Member of the National Assembly
- In office 2008–2021

Personal details
- Born: 8 May 1965 (age 60) Yerevan, Armenian SSR
- Party: Independent

= Naira Zohrabyan =

Armenian politician

Naira Zohrabyan (born 8 May 1965) is an Armenian politician who was a member of the National Assembly of Armenia for the Prosperous Armenia party.

She stood for her party to become the Mayor of Yerevan at the 2018 Yerevan City Council election. She refused to attend a televised debate. She came a very distant second behind Hayk Marutyan.

== Biography ==
Naira studied in Yerevan School 21. In 1987 she graduated from the Yerevan Fine Arts and Theatre Institute, with a degree in Drama Studies.

From 1989 to 2006 she was a political analyst in Haykakan Zhamanak daily.

== Career ==
She previously served as a Representative of the Parliamentary Assembly of the Council of Europe and was the former Head of the Standing Committee on European Integration.

In December 2020, Parliament removed Zohrabyan from her position as Chair of the Human Rights Committee over her remarks made earlier in December addressed to Prime Minister of Armenia, Nikol Pashinyan.

In January 2021, at a meeting held by the Armenian government in the parliament, Pashinyan stated in response to a question from Zohrabyan in regard to the Battle of Shusha, that "there was no option in the whole negotiation process to prevent the Azerbaijani refugees from returning to Shusha," adding that before the Armenian forces seized control of Shusha in 1992, "90% or more of the city's residents were Azerbaijanis." These statements created a resonance in the country, with political figures including Aram Sargsyan, Mikayel Minasyan and Zaruhi Postanjyan, criticising Pashinyan. At a briefing, local journalists asked the MPs representing My Step Alliance, which is led by Pashinyan, whether or not they had "any doubts" of Shusha being "an Armenian city," though left the briefing without answering the question. On 3 December 2020, Deputy Head of the Shushi Province, Samvel Harutyunyan, stated that about 4,500 Armenians were displaced from Shusha.
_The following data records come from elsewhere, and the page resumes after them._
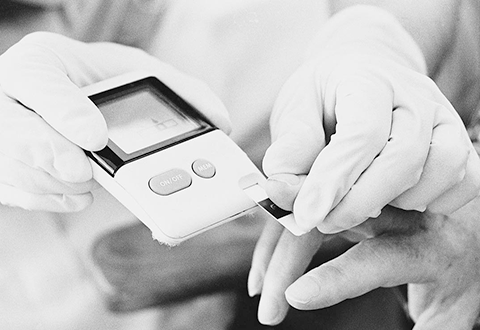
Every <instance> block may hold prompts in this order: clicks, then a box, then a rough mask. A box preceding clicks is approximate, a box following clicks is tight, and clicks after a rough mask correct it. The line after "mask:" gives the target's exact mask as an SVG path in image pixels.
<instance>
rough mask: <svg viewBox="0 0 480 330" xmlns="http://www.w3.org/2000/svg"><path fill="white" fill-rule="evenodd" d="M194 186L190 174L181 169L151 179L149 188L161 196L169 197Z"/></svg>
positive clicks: (170, 170) (149, 182) (156, 193)
mask: <svg viewBox="0 0 480 330" xmlns="http://www.w3.org/2000/svg"><path fill="white" fill-rule="evenodd" d="M191 184H192V177H191V176H190V174H188V173H187V172H185V171H184V170H181V169H173V170H170V171H167V172H164V173H162V174H159V175H156V176H154V177H153V178H151V179H150V181H149V182H148V186H149V187H150V189H151V190H152V191H153V192H154V193H156V194H159V195H162V196H168V195H170V194H173V193H175V192H177V191H180V190H182V189H185V188H187V187H189V186H190V185H191Z"/></svg>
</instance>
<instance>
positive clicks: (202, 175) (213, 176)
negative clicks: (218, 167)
mask: <svg viewBox="0 0 480 330" xmlns="http://www.w3.org/2000/svg"><path fill="white" fill-rule="evenodd" d="M192 170H193V172H195V174H196V175H198V176H199V177H201V178H205V179H210V178H213V177H214V176H215V173H216V172H217V170H216V169H215V166H213V164H212V163H210V162H209V161H208V160H205V159H197V160H196V161H194V162H193V164H192Z"/></svg>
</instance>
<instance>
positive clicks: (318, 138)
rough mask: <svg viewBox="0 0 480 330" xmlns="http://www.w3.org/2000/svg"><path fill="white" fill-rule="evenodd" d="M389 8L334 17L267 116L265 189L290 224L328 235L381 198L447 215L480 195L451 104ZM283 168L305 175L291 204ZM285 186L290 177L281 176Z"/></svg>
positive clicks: (466, 137)
mask: <svg viewBox="0 0 480 330" xmlns="http://www.w3.org/2000/svg"><path fill="white" fill-rule="evenodd" d="M424 73H425V64H424V60H423V56H422V54H421V53H420V50H419V49H418V47H417V45H416V44H415V43H414V41H413V39H412V38H411V37H410V36H409V35H408V34H407V32H406V31H405V30H404V29H403V28H402V27H401V25H400V24H399V23H398V22H397V21H396V20H395V18H394V17H393V16H391V15H390V14H388V13H387V12H385V11H383V10H380V9H378V8H375V7H369V6H357V7H352V8H349V9H346V10H344V11H342V12H340V13H339V14H337V15H335V16H333V17H332V18H331V19H330V20H329V21H328V22H327V24H326V26H325V27H324V29H323V30H322V31H321V33H320V34H319V36H318V38H317V39H316V40H315V43H314V45H313V47H312V55H311V57H310V59H309V60H308V61H307V62H306V63H305V64H304V65H303V66H302V67H301V68H300V69H298V70H297V72H296V73H294V75H293V76H292V77H291V78H290V79H289V80H288V81H287V82H286V84H285V86H284V87H283V88H282V90H281V92H280V94H279V96H278V99H277V101H276V104H275V107H274V110H273V114H272V117H271V128H272V140H273V143H272V145H271V147H270V148H269V149H268V151H267V153H266V155H265V158H264V162H263V168H264V171H265V173H266V174H267V175H268V176H269V181H268V183H267V193H268V194H269V196H270V198H271V199H272V200H273V201H275V202H277V204H279V206H281V207H283V208H289V207H290V208H292V207H293V211H294V215H295V218H296V222H297V223H298V225H299V226H300V227H301V228H302V229H304V231H305V232H308V231H309V230H311V229H312V228H315V227H318V229H319V230H320V231H322V232H324V233H335V232H339V231H341V230H344V229H348V228H351V227H354V226H356V225H357V224H359V223H361V222H362V221H364V220H366V219H367V218H369V217H376V216H378V215H379V213H380V210H381V209H382V208H383V207H384V206H385V205H387V204H390V205H393V206H396V207H399V208H402V209H406V210H418V211H424V210H429V211H431V212H433V213H444V214H448V213H451V212H453V211H455V210H456V209H458V208H460V207H461V206H463V205H465V204H466V203H467V202H468V201H470V200H472V199H473V198H474V197H475V196H477V195H478V192H479V186H480V161H479V158H478V156H477V154H476V153H475V151H474V149H473V146H472V144H471V142H470V140H469V138H468V134H467V132H466V130H465V127H464V125H463V123H462V121H461V119H460V117H459V116H458V115H457V113H456V111H455V109H453V107H452V106H451V104H450V103H449V101H448V100H447V99H446V98H445V96H444V95H443V94H442V93H441V92H440V90H439V89H438V88H437V86H436V85H435V84H434V82H433V81H432V80H430V79H429V78H428V77H427V76H425V75H424ZM281 174H294V175H300V174H308V176H307V178H306V180H305V184H304V185H303V186H302V188H301V190H300V192H299V194H298V196H297V198H296V200H295V202H294V204H293V206H290V205H281V202H278V200H281V199H282V198H281V194H282V192H281V191H280V190H278V189H276V188H275V185H276V184H277V183H278V182H284V177H282V175H281ZM289 180H290V181H289V182H290V183H292V184H297V183H298V178H295V177H291V176H290V177H289Z"/></svg>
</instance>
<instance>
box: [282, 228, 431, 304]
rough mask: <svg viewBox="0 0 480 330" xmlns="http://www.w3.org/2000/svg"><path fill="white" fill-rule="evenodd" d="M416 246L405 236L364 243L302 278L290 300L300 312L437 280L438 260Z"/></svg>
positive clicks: (291, 287)
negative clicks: (372, 291) (375, 289)
mask: <svg viewBox="0 0 480 330" xmlns="http://www.w3.org/2000/svg"><path fill="white" fill-rule="evenodd" d="M418 240H419V241H420V239H418ZM416 243H418V242H416ZM416 243H415V242H413V241H412V239H410V238H409V237H406V236H402V235H398V236H395V237H392V236H381V237H376V238H372V239H367V240H364V241H362V242H360V243H359V244H357V245H355V246H354V247H352V248H351V249H350V250H348V251H347V252H345V253H344V254H342V255H341V256H339V257H337V258H335V259H333V260H331V261H329V262H327V263H325V264H322V265H321V266H320V267H318V268H315V269H313V270H311V271H310V272H308V273H306V274H305V275H304V276H302V277H301V278H299V279H298V280H297V281H296V282H295V283H293V284H292V285H291V286H290V287H289V288H288V289H287V290H286V298H287V300H288V302H289V303H290V304H291V305H292V306H293V307H295V308H297V309H302V310H310V309H319V308H325V307H328V306H332V305H334V304H337V303H339V302H341V301H343V300H346V299H350V298H354V297H358V296H360V295H362V294H365V293H367V292H369V291H371V290H374V289H376V288H379V287H392V286H397V285H400V284H403V283H412V282H413V283H419V282H429V281H433V280H434V279H435V275H436V274H435V270H436V269H437V268H438V266H437V264H436V261H435V258H432V257H431V253H427V252H425V250H422V249H420V248H417V246H418V244H416ZM432 253H434V252H433V251H432Z"/></svg>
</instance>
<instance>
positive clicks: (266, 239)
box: [249, 0, 480, 330]
mask: <svg viewBox="0 0 480 330" xmlns="http://www.w3.org/2000/svg"><path fill="white" fill-rule="evenodd" d="M365 3H367V4H373V5H377V6H379V7H382V8H383V9H386V10H387V11H389V12H391V13H393V14H394V15H395V16H396V17H397V18H398V19H399V20H400V21H401V23H402V24H403V26H404V28H405V29H406V30H407V31H408V32H410V34H411V35H412V36H413V37H414V39H415V41H416V42H417V44H418V45H419V46H420V48H421V50H422V52H423V53H424V55H425V58H426V62H427V69H428V70H427V71H428V74H429V75H430V76H431V77H433V78H438V81H439V83H440V86H441V87H442V88H443V89H444V90H445V91H447V96H449V97H450V96H455V95H457V94H456V92H457V89H461V88H462V86H463V82H461V83H458V84H457V82H456V81H447V82H445V81H443V80H442V75H443V74H444V72H448V70H450V69H451V67H455V65H456V64H457V65H458V63H462V61H463V60H464V59H463V58H462V57H461V56H458V57H452V58H453V60H452V58H450V55H451V54H456V53H458V48H459V47H460V48H461V47H464V48H471V49H476V47H477V45H478V41H477V40H472V43H471V44H469V45H465V44H463V43H453V40H458V39H461V38H462V35H461V32H462V31H463V30H462V21H461V20H460V16H459V15H460V14H461V13H462V10H464V8H465V7H466V6H470V5H471V4H472V3H471V2H469V1H453V0H452V1H447V0H446V1H422V2H415V1H399V2H382V1H333V2H331V9H332V13H335V12H337V11H340V10H341V9H344V8H346V7H347V6H351V5H354V4H365ZM476 8H478V6H477V7H476ZM426 18H428V19H426ZM463 63H467V64H468V63H469V62H468V61H466V62H463ZM470 71H471V72H467V73H466V75H465V76H463V77H462V79H463V78H465V79H464V80H465V81H468V82H470V83H471V82H473V83H475V82H476V79H478V78H476V77H475V75H476V74H477V72H476V71H475V69H472V70H470ZM449 83H451V84H450V86H449V85H448V84H449ZM452 86H453V87H452ZM476 93H477V95H474V97H470V96H469V95H468V94H467V95H466V98H467V99H468V100H469V102H470V103H468V104H466V105H465V104H463V103H459V104H460V105H465V107H464V108H460V109H459V113H460V114H461V116H462V118H463V119H464V121H467V119H468V118H469V117H470V115H471V114H470V113H469V112H471V110H472V104H478V102H477V103H474V102H476V101H478V89H477V91H476ZM464 96H465V93H464ZM453 101H455V100H453ZM454 103H455V102H454ZM457 110H458V109H457ZM325 130H326V132H327V134H328V132H329V130H328V127H327V128H325ZM331 131H332V130H331V129H330V132H331ZM288 176H289V174H284V177H283V178H282V180H269V183H268V184H267V192H268V194H269V196H270V198H271V199H272V200H273V201H274V202H276V203H277V204H278V205H280V206H281V207H283V208H285V209H289V210H293V209H294V207H293V205H294V202H295V199H296V198H297V194H298V192H299V191H300V189H301V187H302V185H303V182H304V180H305V177H304V176H300V177H299V176H296V175H291V176H290V177H288ZM286 182H287V183H286ZM479 205H480V204H479V199H478V198H476V199H474V200H473V201H472V202H470V203H468V204H467V205H465V206H464V207H462V208H460V209H459V210H457V211H456V212H454V213H452V214H449V215H448V216H447V215H442V214H433V213H431V212H429V211H425V212H416V211H402V210H399V209H395V208H392V207H386V208H384V209H383V210H382V213H381V214H380V216H379V217H377V218H376V219H372V218H370V219H368V220H366V221H365V222H363V223H362V224H360V225H358V226H356V227H354V228H351V229H350V232H341V233H339V234H337V235H349V236H350V233H351V232H355V234H356V237H357V239H358V238H359V239H358V244H357V245H355V246H354V247H353V248H352V249H350V250H348V251H347V252H346V253H345V254H343V255H341V256H339V257H337V258H335V259H333V260H331V261H329V262H327V263H325V264H323V265H321V266H320V267H318V268H316V269H314V270H312V271H310V272H308V273H307V274H305V275H303V272H304V270H305V267H306V266H307V265H308V263H309V262H310V260H311V258H312V256H313V255H314V254H315V253H316V252H317V251H318V249H319V248H321V245H322V243H323V242H324V240H325V239H326V237H328V236H326V235H325V234H322V233H321V232H319V231H318V230H316V229H314V230H312V231H311V232H310V233H308V234H306V235H304V236H301V237H294V236H292V235H291V234H290V233H289V232H286V231H284V230H283V228H281V227H280V226H279V225H278V224H276V223H268V224H267V226H266V227H265V230H264V233H263V234H262V236H261V238H260V240H259V242H258V244H257V248H256V250H255V253H254V259H253V262H252V268H251V271H250V277H249V292H250V294H251V295H255V294H259V293H261V294H262V297H261V300H260V306H259V311H258V317H259V320H260V322H262V323H264V324H278V323H279V322H281V321H282V320H283V318H284V317H285V315H286V313H287V311H288V306H289V304H290V305H291V306H293V307H295V308H298V309H318V308H324V307H327V306H331V305H334V304H336V303H339V302H341V301H343V300H345V299H348V298H353V297H356V296H359V295H361V294H363V293H366V292H368V291H370V290H373V289H375V288H378V287H391V286H396V285H400V284H404V283H410V284H409V308H410V314H411V316H412V317H413V319H414V320H415V321H416V326H415V329H417V330H418V329H421V330H425V329H471V328H472V326H473V324H474V322H475V318H476V317H477V315H478V312H479V306H480V282H479V280H478V275H479V270H480V264H479V260H478V259H479V258H478V255H479V252H480V250H479V246H480V245H479V242H480V240H479V234H480V228H479V221H478V217H479V214H480V208H479ZM312 216H313V217H314V216H315V215H314V214H312ZM302 275H303V276H302Z"/></svg>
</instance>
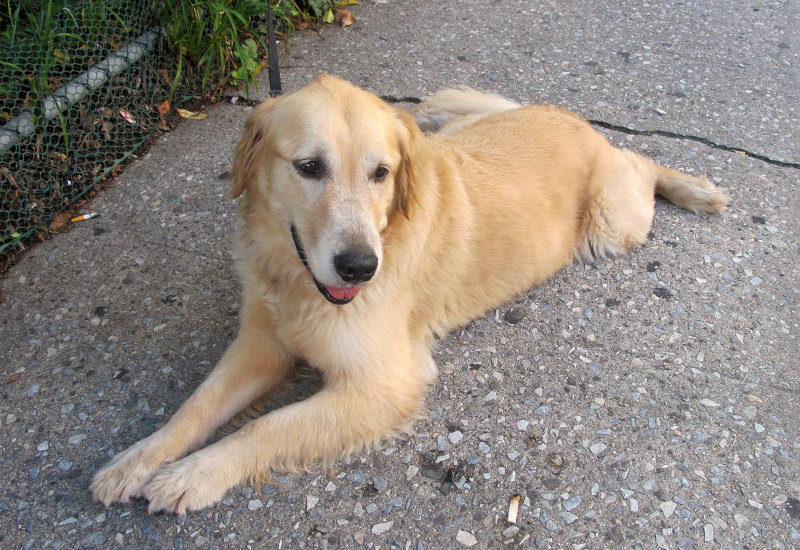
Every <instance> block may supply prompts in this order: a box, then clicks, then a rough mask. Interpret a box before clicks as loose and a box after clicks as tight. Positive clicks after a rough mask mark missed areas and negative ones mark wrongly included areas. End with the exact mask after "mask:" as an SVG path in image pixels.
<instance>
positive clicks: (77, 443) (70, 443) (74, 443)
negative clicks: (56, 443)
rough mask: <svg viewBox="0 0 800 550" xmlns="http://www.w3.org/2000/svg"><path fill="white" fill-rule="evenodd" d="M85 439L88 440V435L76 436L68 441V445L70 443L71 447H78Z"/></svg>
mask: <svg viewBox="0 0 800 550" xmlns="http://www.w3.org/2000/svg"><path fill="white" fill-rule="evenodd" d="M84 439H86V434H75V435H73V436H72V437H70V438H69V439H67V443H69V444H70V445H78V444H79V443H81V442H82V441H83V440H84Z"/></svg>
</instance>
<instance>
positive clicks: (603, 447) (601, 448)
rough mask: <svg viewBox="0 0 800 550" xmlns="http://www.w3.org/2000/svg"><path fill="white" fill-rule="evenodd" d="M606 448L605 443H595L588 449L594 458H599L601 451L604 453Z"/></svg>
mask: <svg viewBox="0 0 800 550" xmlns="http://www.w3.org/2000/svg"><path fill="white" fill-rule="evenodd" d="M607 448H608V445H606V444H605V443H595V444H594V445H592V446H590V447H589V450H590V451H592V454H593V455H594V456H600V455H601V454H603V451H605V450H606V449H607Z"/></svg>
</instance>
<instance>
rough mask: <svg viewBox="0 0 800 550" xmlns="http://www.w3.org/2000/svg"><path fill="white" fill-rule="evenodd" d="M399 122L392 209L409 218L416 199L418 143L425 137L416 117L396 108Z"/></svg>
mask: <svg viewBox="0 0 800 550" xmlns="http://www.w3.org/2000/svg"><path fill="white" fill-rule="evenodd" d="M396 116H397V118H398V120H399V124H398V127H399V129H398V132H397V134H398V138H397V142H398V147H399V148H400V166H399V167H398V169H397V175H396V176H395V182H394V186H395V187H394V202H393V205H392V210H393V211H394V212H402V213H403V215H404V216H405V217H406V218H408V217H409V211H410V208H411V203H412V202H413V201H414V176H415V174H414V171H415V170H417V162H418V160H419V159H418V154H417V150H418V145H419V142H420V141H421V140H422V139H423V136H422V132H421V131H420V129H419V126H417V123H416V121H415V120H414V117H413V116H411V115H410V114H408V113H407V112H405V111H403V110H401V109H396Z"/></svg>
On the land mine situation in Nagorno-Karabakh, Representative of the leader of Nagorno-Karabakh on special assignments Boris Avagyan claimed that HALO Trust handed over minefield maps to Turkish special services, which, in his opinion, helped Azerbaijan's successful military operations during the second Nagorno-Karabakh war in the autumn of 2020. Ayvagyan claimed that under the pretext of studying dangerous areas, this organization carried out reconnaissance work throughout the territory of Nagorno-Karabakh. Zohrabyan supported these claims. HALO Trust said the accusation was "an absolute lie".

== Personal life ==
Naira Zohrabyan is the widow of Samvel Mkrtchyan. She has one daughter.